L’accusa di ripetitività mossa dai detrattori – la reiterazione di schemi ritmici e armonici così come di atmosfere e temi lirici – cade dinanzi all’efficacia di brani ricchi di sentimento, dai quali solo i pregi degli Evergrey emergono in modo vivido: riff meshugghiani degradanti in passaggi di puro intimismo melodico, contrappunti siderali che squarciano solide strutture power, assolo sempre tecnici e misurati e, su tutto, la voce possente di Tom S. Englund, un cantore dell’introspezione di rara sensibilità. Nessun segno di modernità a tutti i costi, a differenza di quanto prodotto con risultati spesso discutibili dalle frange progressiste post duemila, verso le quali i nostri hanno comunque sempre teso un orecchio: non è un caso che il missaggio del nuovo lavoro sia stato curato dall’ex Periphery Adam “Nolly” Getgood. 

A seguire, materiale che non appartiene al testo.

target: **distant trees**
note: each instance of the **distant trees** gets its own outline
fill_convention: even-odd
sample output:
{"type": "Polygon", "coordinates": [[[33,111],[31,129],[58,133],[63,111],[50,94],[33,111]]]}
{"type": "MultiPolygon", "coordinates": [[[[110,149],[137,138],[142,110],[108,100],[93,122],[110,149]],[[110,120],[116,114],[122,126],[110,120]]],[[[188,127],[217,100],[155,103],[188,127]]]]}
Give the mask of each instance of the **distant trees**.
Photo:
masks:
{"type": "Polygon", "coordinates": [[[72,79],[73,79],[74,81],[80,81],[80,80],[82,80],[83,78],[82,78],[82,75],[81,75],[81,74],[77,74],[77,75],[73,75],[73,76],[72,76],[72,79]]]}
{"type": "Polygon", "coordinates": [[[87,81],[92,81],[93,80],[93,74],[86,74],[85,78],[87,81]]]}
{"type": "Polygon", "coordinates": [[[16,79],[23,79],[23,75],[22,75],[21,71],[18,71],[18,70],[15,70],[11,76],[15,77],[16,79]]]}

Attribuire un valore numerico a questo quattordicesimo lavoro in studio è stato facile, dieci brani da 8½, ciascuno in egual misura compiuto e a suo modo memorabile. Sia chiaro, nessuna rivoluzione di cui discorrere rintanati in un bivacco, “soltanto” un’abbondante porzione del cuore generoso di questi musicisti straordinari.  

Certi del fatto che al lettore sia gradita una selezione dei nostri preferiti, citiamo la durissima “We Are The North”, la coinvolgente leggerezza di “Say” (con Zander sugli scudi), lo scambio katatonico di “Cold Dreams”, la strappa-precordi “Ghost Of My Hero” (arrangiata da Vikram Shankar: queste elegie sono la specialità della casa!) e il rock terapeutico di “Our Way Through Silence”, un pezzo da cantare prima di addormentarsi per calmare i nervi e predisporsi a bei sogni. 

Io lo faccio da un paio di mesi, e dormo come un angioletto.